Having made this decision, Mostyn J then set out the consequential declarations he considered should be made as a result: 




  1. Firstly, a declaration under the Inherent Jurisdiction of the High Court that “it is lawful for Beatrice’s treating clinicians not to take steps to provide Beatrice with nutrition and hydration by force under the Mental Health Act 1983 against her wishes, even if in the opinion of her treating clinicians it would be immediately necessary to administer such nutrition and hydration to preserve her life.” (for the provenance of such a declaration, readers are directed to his earlier judgment, Nottinghamshire Healthcare NHS Trust v RC [2014] EWCOP 1317. 

  2. In the event Beatrice were expressly to accept or request an escalation of treatment to provide nutrition and hydration, even with restraint, this would be lawful if in accordance with her express wishes;

  3. A s.15 declaration that referral for end of life care would be lawful saving that Beatrice would not be moved to a hospice against her wishes.  



In acknowledging the undoubted disappointment the judgment would likely cause Beatrice’s family, Mostyn J observed (at paragraph 37) that: 



I hope they will understand that I am a mere servant of the law and that I have to administer it as it has been passed by Parliament.
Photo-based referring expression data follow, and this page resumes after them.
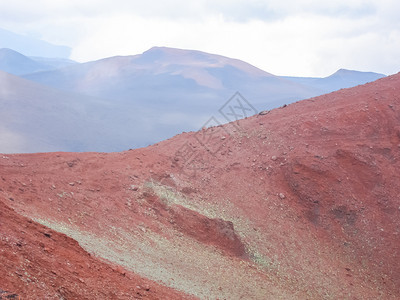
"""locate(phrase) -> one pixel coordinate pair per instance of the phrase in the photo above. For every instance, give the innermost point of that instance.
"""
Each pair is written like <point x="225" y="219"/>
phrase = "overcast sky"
<point x="283" y="37"/>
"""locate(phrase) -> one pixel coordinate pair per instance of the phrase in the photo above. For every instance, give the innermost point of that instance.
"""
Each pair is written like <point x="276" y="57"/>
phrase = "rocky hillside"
<point x="300" y="202"/>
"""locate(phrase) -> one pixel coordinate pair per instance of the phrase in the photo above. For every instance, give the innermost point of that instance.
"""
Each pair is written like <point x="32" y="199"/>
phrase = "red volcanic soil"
<point x="301" y="202"/>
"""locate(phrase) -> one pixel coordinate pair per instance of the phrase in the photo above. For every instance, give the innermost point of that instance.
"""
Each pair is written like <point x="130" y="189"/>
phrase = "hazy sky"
<point x="284" y="37"/>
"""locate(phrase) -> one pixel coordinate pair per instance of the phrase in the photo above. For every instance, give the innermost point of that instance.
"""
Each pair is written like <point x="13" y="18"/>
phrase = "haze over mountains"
<point x="135" y="100"/>
<point x="299" y="203"/>
<point x="32" y="46"/>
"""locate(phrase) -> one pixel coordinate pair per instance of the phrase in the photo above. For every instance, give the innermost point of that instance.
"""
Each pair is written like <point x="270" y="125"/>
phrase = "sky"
<point x="283" y="37"/>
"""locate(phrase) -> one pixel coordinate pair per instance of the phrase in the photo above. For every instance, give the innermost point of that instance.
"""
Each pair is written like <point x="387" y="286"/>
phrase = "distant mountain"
<point x="54" y="63"/>
<point x="34" y="118"/>
<point x="179" y="79"/>
<point x="340" y="79"/>
<point x="15" y="63"/>
<point x="30" y="46"/>
<point x="126" y="102"/>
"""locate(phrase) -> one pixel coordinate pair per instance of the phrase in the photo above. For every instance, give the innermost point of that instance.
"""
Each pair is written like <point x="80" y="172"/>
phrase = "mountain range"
<point x="136" y="100"/>
<point x="300" y="202"/>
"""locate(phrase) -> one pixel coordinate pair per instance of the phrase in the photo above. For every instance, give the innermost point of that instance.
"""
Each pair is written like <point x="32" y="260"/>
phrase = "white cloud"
<point x="295" y="37"/>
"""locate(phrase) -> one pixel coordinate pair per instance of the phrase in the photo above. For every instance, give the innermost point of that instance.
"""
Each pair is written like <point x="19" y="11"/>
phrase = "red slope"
<point x="299" y="203"/>
<point x="39" y="263"/>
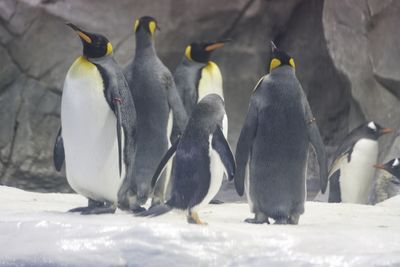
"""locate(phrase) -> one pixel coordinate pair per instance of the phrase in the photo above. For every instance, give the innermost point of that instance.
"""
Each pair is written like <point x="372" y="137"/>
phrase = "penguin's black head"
<point x="392" y="166"/>
<point x="374" y="130"/>
<point x="279" y="58"/>
<point x="94" y="45"/>
<point x="201" y="51"/>
<point x="146" y="23"/>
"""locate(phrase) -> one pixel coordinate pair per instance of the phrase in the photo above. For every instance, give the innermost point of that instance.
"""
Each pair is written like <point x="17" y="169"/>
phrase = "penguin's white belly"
<point x="217" y="170"/>
<point x="90" y="136"/>
<point x="356" y="176"/>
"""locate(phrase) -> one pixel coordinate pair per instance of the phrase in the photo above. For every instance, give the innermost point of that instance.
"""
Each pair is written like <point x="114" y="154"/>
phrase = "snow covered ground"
<point x="36" y="230"/>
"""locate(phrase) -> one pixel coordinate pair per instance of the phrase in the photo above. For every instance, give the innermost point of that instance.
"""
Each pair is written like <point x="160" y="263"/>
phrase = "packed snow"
<point x="35" y="229"/>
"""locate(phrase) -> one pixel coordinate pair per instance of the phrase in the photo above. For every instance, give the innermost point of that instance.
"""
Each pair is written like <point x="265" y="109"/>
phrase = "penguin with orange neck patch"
<point x="98" y="126"/>
<point x="272" y="150"/>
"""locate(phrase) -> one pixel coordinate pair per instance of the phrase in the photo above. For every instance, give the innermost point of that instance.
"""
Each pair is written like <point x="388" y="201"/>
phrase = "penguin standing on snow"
<point x="202" y="155"/>
<point x="157" y="104"/>
<point x="352" y="172"/>
<point x="274" y="143"/>
<point x="98" y="123"/>
<point x="392" y="167"/>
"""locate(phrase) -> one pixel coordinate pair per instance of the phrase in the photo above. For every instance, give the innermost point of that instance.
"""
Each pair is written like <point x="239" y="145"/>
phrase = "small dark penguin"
<point x="351" y="173"/>
<point x="157" y="105"/>
<point x="392" y="167"/>
<point x="98" y="122"/>
<point x="273" y="146"/>
<point x="202" y="155"/>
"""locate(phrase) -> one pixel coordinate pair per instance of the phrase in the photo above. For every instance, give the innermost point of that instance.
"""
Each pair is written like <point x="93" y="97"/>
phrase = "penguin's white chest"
<point x="89" y="134"/>
<point x="356" y="176"/>
<point x="217" y="170"/>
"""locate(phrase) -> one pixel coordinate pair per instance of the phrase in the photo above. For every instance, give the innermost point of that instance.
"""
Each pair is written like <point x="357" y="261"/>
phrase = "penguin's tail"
<point x="155" y="210"/>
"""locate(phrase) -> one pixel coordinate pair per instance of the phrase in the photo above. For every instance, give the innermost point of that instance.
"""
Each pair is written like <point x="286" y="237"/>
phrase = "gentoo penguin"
<point x="392" y="167"/>
<point x="202" y="155"/>
<point x="273" y="145"/>
<point x="157" y="104"/>
<point x="351" y="173"/>
<point x="196" y="76"/>
<point x="98" y="123"/>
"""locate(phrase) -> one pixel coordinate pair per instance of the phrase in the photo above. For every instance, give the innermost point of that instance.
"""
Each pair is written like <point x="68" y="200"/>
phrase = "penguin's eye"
<point x="109" y="49"/>
<point x="152" y="27"/>
<point x="188" y="52"/>
<point x="274" y="64"/>
<point x="291" y="62"/>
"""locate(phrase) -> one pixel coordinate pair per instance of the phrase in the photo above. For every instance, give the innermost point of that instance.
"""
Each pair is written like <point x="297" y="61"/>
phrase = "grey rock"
<point x="346" y="53"/>
<point x="363" y="44"/>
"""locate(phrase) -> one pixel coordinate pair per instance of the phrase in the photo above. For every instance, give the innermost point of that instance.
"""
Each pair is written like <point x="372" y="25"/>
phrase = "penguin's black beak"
<point x="215" y="45"/>
<point x="273" y="47"/>
<point x="386" y="130"/>
<point x="82" y="34"/>
<point x="380" y="166"/>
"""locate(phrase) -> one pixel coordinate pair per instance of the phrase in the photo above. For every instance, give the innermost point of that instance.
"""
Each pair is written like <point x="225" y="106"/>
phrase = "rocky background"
<point x="347" y="55"/>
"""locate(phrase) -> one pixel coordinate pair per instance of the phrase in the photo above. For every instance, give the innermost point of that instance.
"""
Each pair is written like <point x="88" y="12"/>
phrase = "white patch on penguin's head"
<point x="396" y="162"/>
<point x="372" y="125"/>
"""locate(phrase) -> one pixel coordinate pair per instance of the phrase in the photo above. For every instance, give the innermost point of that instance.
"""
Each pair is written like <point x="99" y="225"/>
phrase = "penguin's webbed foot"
<point x="281" y="220"/>
<point x="95" y="207"/>
<point x="138" y="209"/>
<point x="193" y="218"/>
<point x="216" y="201"/>
<point x="259" y="218"/>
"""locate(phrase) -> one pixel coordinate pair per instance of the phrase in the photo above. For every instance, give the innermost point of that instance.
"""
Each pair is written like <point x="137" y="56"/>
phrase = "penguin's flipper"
<point x="163" y="164"/>
<point x="334" y="188"/>
<point x="315" y="139"/>
<point x="58" y="152"/>
<point x="244" y="146"/>
<point x="175" y="102"/>
<point x="220" y="145"/>
<point x="117" y="107"/>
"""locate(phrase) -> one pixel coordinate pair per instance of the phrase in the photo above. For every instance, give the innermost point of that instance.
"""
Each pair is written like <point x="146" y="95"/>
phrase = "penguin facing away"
<point x="273" y="146"/>
<point x="202" y="155"/>
<point x="157" y="104"/>
<point x="351" y="173"/>
<point x="98" y="125"/>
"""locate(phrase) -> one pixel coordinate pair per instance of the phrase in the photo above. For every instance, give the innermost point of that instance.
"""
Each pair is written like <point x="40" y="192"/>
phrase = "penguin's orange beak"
<point x="386" y="130"/>
<point x="379" y="166"/>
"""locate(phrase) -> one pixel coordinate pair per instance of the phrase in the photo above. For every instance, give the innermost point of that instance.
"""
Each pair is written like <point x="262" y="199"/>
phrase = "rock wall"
<point x="346" y="55"/>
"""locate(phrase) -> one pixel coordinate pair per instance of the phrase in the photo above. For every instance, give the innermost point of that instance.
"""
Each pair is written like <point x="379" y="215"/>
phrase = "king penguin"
<point x="273" y="146"/>
<point x="197" y="76"/>
<point x="202" y="156"/>
<point x="392" y="167"/>
<point x="157" y="105"/>
<point x="351" y="173"/>
<point x="98" y="125"/>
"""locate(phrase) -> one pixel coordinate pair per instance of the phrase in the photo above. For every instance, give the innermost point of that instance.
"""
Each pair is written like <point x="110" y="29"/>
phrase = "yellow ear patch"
<point x="188" y="52"/>
<point x="152" y="27"/>
<point x="136" y="25"/>
<point x="84" y="37"/>
<point x="291" y="62"/>
<point x="109" y="48"/>
<point x="274" y="64"/>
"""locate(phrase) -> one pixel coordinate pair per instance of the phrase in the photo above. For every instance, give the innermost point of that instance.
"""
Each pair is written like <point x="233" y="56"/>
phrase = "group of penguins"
<point x="130" y="135"/>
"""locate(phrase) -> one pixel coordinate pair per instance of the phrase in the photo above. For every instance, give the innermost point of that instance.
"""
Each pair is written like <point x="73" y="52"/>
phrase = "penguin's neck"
<point x="144" y="45"/>
<point x="191" y="63"/>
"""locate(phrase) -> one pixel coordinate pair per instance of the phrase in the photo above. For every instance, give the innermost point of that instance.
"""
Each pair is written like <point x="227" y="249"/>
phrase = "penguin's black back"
<point x="191" y="168"/>
<point x="280" y="147"/>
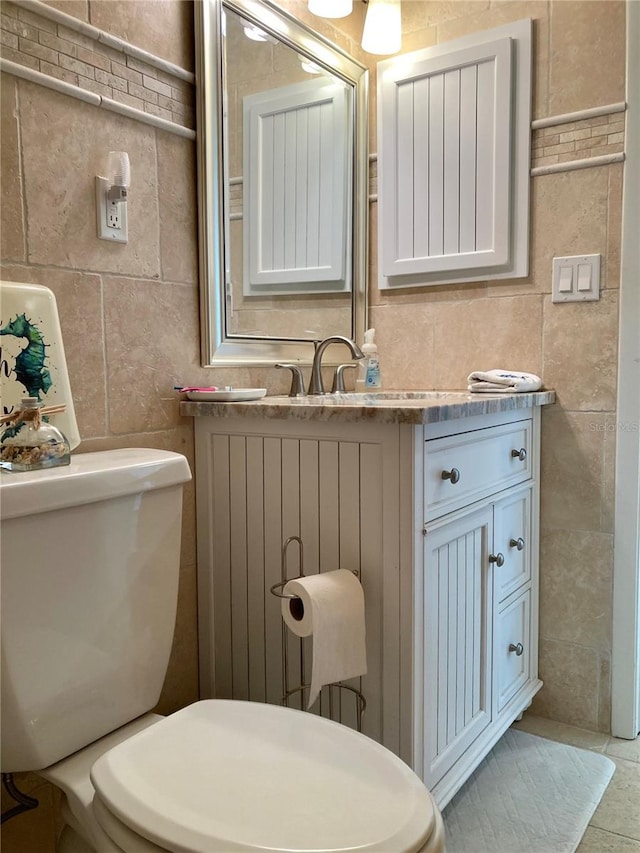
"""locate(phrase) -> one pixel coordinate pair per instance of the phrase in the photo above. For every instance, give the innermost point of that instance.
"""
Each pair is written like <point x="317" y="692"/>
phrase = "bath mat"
<point x="529" y="795"/>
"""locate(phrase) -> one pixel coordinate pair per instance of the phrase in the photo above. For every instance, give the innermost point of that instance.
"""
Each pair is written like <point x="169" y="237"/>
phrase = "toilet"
<point x="90" y="557"/>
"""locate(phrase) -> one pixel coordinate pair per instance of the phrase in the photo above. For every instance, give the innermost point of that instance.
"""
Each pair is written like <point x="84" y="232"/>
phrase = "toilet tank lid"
<point x="90" y="477"/>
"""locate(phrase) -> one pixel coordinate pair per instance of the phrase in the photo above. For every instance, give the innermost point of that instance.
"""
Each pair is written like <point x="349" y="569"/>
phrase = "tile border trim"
<point x="81" y="94"/>
<point x="45" y="11"/>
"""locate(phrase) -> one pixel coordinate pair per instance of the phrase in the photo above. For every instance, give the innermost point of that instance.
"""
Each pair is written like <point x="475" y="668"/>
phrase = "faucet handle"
<point x="338" y="378"/>
<point x="297" y="380"/>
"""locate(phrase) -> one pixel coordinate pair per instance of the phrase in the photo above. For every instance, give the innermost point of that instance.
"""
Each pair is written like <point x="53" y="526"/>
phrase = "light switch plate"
<point x="576" y="279"/>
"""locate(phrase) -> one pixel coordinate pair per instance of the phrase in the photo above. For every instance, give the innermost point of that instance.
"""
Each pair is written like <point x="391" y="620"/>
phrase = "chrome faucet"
<point x="316" y="385"/>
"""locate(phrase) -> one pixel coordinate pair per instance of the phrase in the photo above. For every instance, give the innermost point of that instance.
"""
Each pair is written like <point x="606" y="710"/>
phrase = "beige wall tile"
<point x="147" y="23"/>
<point x="35" y="830"/>
<point x="604" y="692"/>
<point x="614" y="227"/>
<point x="585" y="37"/>
<point x="581" y="351"/>
<point x="65" y="144"/>
<point x="12" y="234"/>
<point x="152" y="346"/>
<point x="570" y="674"/>
<point x="79" y="300"/>
<point x="479" y="18"/>
<point x="576" y="569"/>
<point x="181" y="681"/>
<point x="405" y="339"/>
<point x="482" y="334"/>
<point x="77" y="8"/>
<point x="178" y="213"/>
<point x="618" y="810"/>
<point x="569" y="217"/>
<point x="609" y="473"/>
<point x="571" y="469"/>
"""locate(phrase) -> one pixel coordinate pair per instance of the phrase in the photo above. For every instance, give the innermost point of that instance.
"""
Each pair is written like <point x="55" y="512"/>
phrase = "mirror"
<point x="282" y="185"/>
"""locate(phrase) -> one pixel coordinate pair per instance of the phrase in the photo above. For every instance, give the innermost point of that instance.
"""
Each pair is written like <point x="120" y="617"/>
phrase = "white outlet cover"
<point x="576" y="279"/>
<point x="105" y="232"/>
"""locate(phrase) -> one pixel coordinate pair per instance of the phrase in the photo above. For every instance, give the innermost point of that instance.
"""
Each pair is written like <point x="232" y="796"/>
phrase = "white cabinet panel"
<point x="296" y="177"/>
<point x="513" y="541"/>
<point x="455" y="633"/>
<point x="453" y="159"/>
<point x="443" y="154"/>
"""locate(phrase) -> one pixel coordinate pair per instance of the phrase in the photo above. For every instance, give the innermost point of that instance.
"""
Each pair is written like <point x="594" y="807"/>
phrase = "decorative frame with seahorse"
<point x="32" y="359"/>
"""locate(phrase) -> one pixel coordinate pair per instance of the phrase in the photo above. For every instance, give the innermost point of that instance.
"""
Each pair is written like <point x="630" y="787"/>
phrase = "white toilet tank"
<point x="90" y="558"/>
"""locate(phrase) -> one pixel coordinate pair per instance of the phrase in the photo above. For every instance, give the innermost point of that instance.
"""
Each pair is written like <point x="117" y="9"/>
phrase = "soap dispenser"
<point x="369" y="376"/>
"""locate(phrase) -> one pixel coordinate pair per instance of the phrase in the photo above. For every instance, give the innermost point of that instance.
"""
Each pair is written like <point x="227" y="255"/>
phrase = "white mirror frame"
<point x="219" y="348"/>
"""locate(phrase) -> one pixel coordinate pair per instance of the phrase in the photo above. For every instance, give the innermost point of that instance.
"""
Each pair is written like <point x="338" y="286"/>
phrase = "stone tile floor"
<point x="615" y="825"/>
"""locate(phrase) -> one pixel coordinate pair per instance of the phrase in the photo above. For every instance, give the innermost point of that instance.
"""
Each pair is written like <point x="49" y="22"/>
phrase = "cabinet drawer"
<point x="463" y="468"/>
<point x="511" y="649"/>
<point x="512" y="540"/>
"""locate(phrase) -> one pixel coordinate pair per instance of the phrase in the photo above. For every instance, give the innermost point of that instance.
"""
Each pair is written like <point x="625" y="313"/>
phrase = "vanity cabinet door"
<point x="453" y="679"/>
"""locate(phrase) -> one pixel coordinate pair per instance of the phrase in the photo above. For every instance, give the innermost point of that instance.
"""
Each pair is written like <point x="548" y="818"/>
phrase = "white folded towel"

That law requires me to weigh certain factors. I have concluded that a correct weighing exercise requires me to give predominant and conclusive weight to Beatrice’s strongly expressed wish not to be forcibly fed.



Notably, at the end of the judgment, Mostyn J breaks the proverbial fourth wall to comment on commentary criticising his references to the Nazis (not, we should perhaps make clear, commentary by any of the editorial team here). Mostyn J observed, firstly, that he simply did not accept that his analogy suggested any complicity on behalf of Beatrice in her predicament. Secondly, that he rejected the criticism of the analogy he had lit upon per se. 



42. In order to make my judgments understandable to the reasonable person it is my practice to use analogy and metaphor in order to make them readable and, dare I say it, interesting. To say that somebody’s daily calorific intake is 260 is just an abstract number.



43. It does not begin to acquire any kind of real life significance until it is put in context by analogy and in my opinion the analogy of the amounts of bodily fuel allowed in the 1944 Minnesota Starvation Experiment and by the bestial Nazi regime to its victims at the same time shines a very strong light on the suffering that this malign invader of Beatrice’s mind is inflicting on her.



44. The analogy is probably not necessary for those of extremely high intelligence but, in my opinion, it is apt in order to explain my decision to the reasonable person. Finally, I would point out that my first judgment was seen in draft by both leading counsel before it was published and neither raised any suggestion that the analogy was inappropriate.



Comment 



This is a very interesting judgment to revisit in the context of a discussion held on anorexia in chambers at the end of January 2024 (https://www.39essex.com/events/anorexia-and-court-protection) at which anorexia advocates and carers for anorexia sufferers argued vociferously that (a) by definition, those suffering with anorexia could not have capacity to make decisions about their nutrition and hydration (b) their wishes and feelings in that context should be overridden unless and until their weight had reached a “normal” level (c) all steps should be taken to preserve their lives, including feeding against their will and under restraint.



The “experts by experience” who spoke at the conference also suggested that the Court of Protection would make declarations and orders leading to withdrawal of treatment against P’s wishes thus condemning P to death in spite of an enduring wish to live. We hope that this judgment provides some reassurance that the Court of Protection remains committed to the preservation of P’s autonomy, that P’s wishes and feelings remain an integral element of the best interests evaluation and that, as here, orders made will frequently reflect the possibility that P may change their mind regarding treatment. 



We have resisted the urge to comment on Mostyn J’s observations in response to previous commentary upon his judgment.